Morphomic variables with associations retained across multiple models and sensitivity analyses were selected for further analysis, as was BMI. Kaplan-Meier plots compared median survival between tertiles. Restricted cubic splines (RCS) with 5 knots and model 1 adjustments displayed association shapes. Patient characteristics were compared between the highest and lowest morphomic tertiles. Correlations between area and density were evaluated. Lastly, a full model evaluated selected morphomics variables with mutual adjustment due to the interrelatedness of body compositional measures.37
Metabolites with null or missing values for 30% or more of patients were excluded. Associations of metabolites with selected morphomic measurements were studied with linear regression. For linear regression models, metabolites were trimmed to 2 SDs, log-transformed (ln[x + 1]) and z-scored, and morphomic variables were z-scored. Model 1 adjustments were implemented and P &±ô³Ù; 6.3 ×â¶Ä‰10−4 was considered statistically significant after adjusting for multiple comparisons by dividing .05 by 80, the number of independent tests.38 All evaluations were conducted in R version 4.3.1 (R Project for Statistical Computing). Analysis was conducted from January 2023 and April 2024.
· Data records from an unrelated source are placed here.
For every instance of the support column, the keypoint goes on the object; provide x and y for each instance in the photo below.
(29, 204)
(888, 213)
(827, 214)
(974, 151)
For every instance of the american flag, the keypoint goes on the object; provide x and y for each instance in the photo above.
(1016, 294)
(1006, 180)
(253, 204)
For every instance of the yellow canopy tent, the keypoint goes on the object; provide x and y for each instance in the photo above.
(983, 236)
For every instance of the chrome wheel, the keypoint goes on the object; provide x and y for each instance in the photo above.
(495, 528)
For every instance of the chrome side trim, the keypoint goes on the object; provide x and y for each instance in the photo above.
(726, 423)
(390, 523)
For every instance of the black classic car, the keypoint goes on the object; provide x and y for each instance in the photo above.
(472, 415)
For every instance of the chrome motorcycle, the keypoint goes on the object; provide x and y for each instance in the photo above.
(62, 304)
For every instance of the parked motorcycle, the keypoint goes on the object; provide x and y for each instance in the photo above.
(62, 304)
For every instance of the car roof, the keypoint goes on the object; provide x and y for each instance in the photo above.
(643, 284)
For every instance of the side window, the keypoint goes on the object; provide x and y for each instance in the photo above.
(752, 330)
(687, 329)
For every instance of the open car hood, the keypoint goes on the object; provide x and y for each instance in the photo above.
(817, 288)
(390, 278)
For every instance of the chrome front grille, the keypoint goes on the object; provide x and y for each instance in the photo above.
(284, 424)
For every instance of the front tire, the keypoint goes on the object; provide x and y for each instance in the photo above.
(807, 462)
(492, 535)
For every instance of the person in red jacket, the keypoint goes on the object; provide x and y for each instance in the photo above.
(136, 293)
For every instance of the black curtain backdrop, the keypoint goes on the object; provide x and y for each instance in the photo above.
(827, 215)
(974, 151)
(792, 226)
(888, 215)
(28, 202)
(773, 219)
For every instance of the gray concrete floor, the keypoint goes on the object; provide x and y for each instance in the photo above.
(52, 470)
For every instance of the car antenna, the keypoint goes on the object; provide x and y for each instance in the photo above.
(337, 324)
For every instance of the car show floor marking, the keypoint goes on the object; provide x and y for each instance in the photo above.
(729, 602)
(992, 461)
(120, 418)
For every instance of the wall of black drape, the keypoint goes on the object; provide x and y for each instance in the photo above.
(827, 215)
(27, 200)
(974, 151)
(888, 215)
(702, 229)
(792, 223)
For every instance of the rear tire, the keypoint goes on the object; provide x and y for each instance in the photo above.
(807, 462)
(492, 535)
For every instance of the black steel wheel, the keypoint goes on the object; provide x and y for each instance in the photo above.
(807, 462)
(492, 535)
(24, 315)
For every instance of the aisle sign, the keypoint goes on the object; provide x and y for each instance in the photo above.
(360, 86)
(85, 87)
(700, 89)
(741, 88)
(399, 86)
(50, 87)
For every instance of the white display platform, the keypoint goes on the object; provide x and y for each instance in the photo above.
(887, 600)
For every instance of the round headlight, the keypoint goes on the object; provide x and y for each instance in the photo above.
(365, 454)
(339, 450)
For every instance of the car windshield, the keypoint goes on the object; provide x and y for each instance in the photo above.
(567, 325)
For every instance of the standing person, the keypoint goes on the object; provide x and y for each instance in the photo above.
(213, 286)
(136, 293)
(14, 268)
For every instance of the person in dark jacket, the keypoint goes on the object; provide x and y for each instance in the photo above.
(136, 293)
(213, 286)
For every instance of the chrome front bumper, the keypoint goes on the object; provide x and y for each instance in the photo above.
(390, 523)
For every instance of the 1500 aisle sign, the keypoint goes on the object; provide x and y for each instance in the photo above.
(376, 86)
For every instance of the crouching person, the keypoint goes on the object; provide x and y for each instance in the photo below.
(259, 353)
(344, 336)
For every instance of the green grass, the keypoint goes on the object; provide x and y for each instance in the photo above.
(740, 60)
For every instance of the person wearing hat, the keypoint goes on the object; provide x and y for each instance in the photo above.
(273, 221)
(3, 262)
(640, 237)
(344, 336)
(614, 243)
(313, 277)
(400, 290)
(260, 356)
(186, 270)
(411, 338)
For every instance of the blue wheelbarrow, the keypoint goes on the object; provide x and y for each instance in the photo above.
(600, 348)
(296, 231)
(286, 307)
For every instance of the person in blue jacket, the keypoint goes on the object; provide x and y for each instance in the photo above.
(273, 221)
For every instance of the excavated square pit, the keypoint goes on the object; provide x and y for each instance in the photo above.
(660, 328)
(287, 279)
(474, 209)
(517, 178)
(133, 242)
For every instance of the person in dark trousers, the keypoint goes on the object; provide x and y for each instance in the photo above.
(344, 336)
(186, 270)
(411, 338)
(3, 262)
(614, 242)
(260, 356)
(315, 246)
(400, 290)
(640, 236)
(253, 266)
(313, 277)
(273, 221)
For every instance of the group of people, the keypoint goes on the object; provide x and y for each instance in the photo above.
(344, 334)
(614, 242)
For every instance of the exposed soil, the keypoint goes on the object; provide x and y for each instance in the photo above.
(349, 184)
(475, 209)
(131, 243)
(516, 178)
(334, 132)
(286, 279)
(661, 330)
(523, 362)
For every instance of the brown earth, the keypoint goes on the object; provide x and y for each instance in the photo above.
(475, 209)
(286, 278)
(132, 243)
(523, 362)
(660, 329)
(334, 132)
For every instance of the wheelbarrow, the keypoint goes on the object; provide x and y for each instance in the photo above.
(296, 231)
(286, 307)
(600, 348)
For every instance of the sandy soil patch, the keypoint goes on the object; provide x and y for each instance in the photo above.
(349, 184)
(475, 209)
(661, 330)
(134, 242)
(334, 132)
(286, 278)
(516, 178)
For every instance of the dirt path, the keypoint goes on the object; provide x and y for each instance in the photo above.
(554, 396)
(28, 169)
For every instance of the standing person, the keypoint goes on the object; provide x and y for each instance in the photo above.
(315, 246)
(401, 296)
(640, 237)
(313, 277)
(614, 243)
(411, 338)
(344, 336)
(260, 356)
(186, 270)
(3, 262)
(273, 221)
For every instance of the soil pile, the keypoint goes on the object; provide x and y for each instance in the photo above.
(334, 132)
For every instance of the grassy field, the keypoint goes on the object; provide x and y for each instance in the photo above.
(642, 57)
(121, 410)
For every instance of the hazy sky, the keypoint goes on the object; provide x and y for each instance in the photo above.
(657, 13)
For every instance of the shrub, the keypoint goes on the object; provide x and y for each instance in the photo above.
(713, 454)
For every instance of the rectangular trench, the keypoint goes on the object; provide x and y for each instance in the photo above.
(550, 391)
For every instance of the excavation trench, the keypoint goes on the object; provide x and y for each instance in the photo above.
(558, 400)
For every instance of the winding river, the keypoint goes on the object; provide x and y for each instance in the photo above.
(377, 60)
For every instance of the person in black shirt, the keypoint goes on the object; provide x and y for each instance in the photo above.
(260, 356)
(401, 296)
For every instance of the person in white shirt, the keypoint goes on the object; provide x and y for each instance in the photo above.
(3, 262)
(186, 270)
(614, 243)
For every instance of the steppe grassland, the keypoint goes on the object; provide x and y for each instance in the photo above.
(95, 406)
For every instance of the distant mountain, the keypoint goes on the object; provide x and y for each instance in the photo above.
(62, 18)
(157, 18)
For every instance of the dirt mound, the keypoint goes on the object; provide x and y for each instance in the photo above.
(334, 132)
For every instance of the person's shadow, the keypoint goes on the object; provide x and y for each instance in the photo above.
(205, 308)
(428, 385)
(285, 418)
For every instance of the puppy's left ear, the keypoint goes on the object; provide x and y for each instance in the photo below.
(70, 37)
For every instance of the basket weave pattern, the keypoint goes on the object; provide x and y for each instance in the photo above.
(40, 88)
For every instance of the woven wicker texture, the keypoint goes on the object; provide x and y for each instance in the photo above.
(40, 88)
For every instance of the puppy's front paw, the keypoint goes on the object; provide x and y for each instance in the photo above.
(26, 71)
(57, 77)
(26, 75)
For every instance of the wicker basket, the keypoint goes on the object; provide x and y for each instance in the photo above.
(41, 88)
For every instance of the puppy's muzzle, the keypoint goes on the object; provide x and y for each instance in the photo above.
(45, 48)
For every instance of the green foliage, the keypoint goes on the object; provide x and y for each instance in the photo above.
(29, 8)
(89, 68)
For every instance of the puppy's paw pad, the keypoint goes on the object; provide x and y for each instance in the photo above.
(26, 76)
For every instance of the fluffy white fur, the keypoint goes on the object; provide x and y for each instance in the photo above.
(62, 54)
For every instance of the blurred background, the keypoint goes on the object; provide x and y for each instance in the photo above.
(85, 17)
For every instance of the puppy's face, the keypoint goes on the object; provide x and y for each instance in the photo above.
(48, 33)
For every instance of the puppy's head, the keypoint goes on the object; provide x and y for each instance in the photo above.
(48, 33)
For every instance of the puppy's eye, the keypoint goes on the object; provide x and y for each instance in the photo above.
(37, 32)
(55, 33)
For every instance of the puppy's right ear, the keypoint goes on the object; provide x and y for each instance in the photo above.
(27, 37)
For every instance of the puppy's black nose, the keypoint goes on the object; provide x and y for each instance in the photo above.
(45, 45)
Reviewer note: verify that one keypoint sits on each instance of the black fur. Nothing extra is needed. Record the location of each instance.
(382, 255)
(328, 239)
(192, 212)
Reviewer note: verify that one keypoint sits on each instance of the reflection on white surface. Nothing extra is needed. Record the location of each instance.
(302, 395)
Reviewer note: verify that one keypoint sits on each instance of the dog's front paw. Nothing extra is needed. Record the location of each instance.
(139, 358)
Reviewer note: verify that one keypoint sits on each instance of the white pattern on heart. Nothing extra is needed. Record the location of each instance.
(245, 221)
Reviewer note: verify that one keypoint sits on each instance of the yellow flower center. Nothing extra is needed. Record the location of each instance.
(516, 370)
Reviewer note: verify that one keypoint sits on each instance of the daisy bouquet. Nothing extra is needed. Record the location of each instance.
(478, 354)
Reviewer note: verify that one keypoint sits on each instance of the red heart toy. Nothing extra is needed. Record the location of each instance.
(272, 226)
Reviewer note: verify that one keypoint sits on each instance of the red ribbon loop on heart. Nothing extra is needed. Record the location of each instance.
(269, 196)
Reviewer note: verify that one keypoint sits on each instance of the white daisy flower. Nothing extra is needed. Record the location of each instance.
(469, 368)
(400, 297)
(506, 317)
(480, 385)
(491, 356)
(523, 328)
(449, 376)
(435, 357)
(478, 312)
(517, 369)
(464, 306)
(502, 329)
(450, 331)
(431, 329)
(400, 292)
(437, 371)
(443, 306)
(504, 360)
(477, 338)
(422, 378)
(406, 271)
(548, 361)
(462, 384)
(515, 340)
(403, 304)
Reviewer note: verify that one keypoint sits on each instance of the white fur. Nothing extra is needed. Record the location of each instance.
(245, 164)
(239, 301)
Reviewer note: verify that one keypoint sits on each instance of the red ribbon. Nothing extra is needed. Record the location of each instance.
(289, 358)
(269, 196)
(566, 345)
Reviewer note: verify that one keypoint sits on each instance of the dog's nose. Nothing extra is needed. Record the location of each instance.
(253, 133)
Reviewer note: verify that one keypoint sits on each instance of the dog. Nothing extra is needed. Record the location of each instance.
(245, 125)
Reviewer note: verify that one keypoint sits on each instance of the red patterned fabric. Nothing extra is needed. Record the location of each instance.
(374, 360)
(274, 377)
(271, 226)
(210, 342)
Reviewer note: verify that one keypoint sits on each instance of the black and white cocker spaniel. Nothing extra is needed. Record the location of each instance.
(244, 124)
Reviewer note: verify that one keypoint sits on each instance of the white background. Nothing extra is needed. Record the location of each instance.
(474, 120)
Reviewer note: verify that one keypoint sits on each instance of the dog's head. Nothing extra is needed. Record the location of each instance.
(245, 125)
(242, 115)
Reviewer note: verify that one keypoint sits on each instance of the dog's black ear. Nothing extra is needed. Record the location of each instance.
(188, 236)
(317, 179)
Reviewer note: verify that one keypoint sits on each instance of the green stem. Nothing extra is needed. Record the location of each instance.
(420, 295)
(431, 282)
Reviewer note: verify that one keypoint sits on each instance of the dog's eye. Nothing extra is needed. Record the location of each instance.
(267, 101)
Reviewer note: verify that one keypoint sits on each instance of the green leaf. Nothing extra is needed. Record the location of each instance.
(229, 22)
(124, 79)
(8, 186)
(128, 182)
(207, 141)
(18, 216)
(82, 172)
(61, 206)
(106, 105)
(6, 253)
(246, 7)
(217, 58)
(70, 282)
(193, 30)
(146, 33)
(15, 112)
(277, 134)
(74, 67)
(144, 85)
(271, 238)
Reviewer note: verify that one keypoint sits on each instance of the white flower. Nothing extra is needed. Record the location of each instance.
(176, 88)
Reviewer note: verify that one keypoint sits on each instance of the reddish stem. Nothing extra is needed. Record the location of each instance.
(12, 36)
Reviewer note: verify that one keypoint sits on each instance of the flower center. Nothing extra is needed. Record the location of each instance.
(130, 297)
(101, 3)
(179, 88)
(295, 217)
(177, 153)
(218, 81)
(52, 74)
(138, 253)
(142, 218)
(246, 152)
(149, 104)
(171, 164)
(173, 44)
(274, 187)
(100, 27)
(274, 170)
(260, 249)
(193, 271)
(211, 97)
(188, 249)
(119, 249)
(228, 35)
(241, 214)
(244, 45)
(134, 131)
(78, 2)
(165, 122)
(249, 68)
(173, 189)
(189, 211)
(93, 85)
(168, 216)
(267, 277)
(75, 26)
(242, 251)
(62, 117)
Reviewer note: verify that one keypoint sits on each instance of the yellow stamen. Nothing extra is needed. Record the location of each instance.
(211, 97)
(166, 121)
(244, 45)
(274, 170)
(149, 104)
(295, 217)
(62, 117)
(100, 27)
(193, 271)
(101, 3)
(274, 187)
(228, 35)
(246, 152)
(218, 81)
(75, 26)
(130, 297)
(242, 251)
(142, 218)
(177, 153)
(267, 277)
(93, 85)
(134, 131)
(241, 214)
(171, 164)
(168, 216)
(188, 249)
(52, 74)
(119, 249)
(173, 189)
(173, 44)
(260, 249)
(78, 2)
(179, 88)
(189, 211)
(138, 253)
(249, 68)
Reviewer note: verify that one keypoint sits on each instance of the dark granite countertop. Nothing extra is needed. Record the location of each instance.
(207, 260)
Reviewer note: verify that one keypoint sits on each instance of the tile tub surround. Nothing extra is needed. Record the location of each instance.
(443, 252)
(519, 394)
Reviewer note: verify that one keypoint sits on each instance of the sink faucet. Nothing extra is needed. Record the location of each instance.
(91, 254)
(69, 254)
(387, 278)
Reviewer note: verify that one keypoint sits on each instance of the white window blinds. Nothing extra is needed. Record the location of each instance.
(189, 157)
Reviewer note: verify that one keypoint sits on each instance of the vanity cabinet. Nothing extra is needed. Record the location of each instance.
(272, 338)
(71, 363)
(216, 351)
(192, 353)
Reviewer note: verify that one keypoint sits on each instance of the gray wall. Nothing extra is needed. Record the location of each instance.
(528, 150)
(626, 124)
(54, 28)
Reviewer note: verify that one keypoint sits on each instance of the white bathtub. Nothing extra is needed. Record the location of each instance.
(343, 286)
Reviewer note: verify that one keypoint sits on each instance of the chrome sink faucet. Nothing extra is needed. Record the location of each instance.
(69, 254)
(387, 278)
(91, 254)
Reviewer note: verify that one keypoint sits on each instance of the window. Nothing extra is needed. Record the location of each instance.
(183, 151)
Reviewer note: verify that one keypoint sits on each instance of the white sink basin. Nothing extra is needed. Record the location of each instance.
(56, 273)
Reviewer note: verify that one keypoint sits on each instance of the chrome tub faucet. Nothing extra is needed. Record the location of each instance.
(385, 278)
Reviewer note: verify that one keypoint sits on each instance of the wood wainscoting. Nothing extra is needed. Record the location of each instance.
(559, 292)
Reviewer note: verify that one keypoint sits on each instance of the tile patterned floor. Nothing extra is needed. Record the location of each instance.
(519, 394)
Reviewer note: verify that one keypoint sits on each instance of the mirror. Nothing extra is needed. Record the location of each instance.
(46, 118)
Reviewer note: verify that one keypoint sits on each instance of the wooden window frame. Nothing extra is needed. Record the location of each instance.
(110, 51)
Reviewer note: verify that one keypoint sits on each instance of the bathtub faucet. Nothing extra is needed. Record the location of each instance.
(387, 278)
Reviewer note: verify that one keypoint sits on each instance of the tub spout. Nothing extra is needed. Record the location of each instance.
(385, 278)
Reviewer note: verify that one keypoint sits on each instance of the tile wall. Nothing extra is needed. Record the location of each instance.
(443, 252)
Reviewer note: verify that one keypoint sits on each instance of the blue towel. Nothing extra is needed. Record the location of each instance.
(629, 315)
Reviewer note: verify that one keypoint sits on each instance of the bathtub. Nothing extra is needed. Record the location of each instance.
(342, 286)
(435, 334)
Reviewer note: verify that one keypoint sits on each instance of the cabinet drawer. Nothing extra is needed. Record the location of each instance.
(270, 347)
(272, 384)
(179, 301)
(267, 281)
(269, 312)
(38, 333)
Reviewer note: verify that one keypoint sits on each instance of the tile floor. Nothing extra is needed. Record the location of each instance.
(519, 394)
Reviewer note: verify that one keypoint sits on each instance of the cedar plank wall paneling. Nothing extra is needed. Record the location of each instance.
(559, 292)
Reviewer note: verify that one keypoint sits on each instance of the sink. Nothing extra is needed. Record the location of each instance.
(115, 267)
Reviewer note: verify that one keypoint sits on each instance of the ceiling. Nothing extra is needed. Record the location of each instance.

Of 528 initial patients, 476 (median [IQR] age, 63 [56-68] years; 280 male [58.8%]; median [IQR] BMI, 25.0 [22.1-25.9]) were eligible for primary analysis because they underwent a baseline CT scan, had BMI recorded, received trial therapy, and their L1 to L4 and T10 to T12 vertebral measurements were included in scans (Table 1 and eFigure 1 in Supplement 1). Most were from the US (298 participants [62.6%]), and total person-time included 5351.7 months (eTable 2 in Supplement 1). A total of 219 patients had baseline serum samples for metabolomic evaluation. Patients in the high BMI tertile were more likely to be male and have more comorbidities but had similar CA19-9 and ECOG PS values compared with low and medium BMI groups (Table 1). Patients with both morphomics and metabolite data were included in metabolite evaluations (eFigure 1 in Supplement 1). Despite patients having the same sex, ECOG PS, and similar age and BMI, compositions such as subcutaneous fat varied drastically (Figure 1).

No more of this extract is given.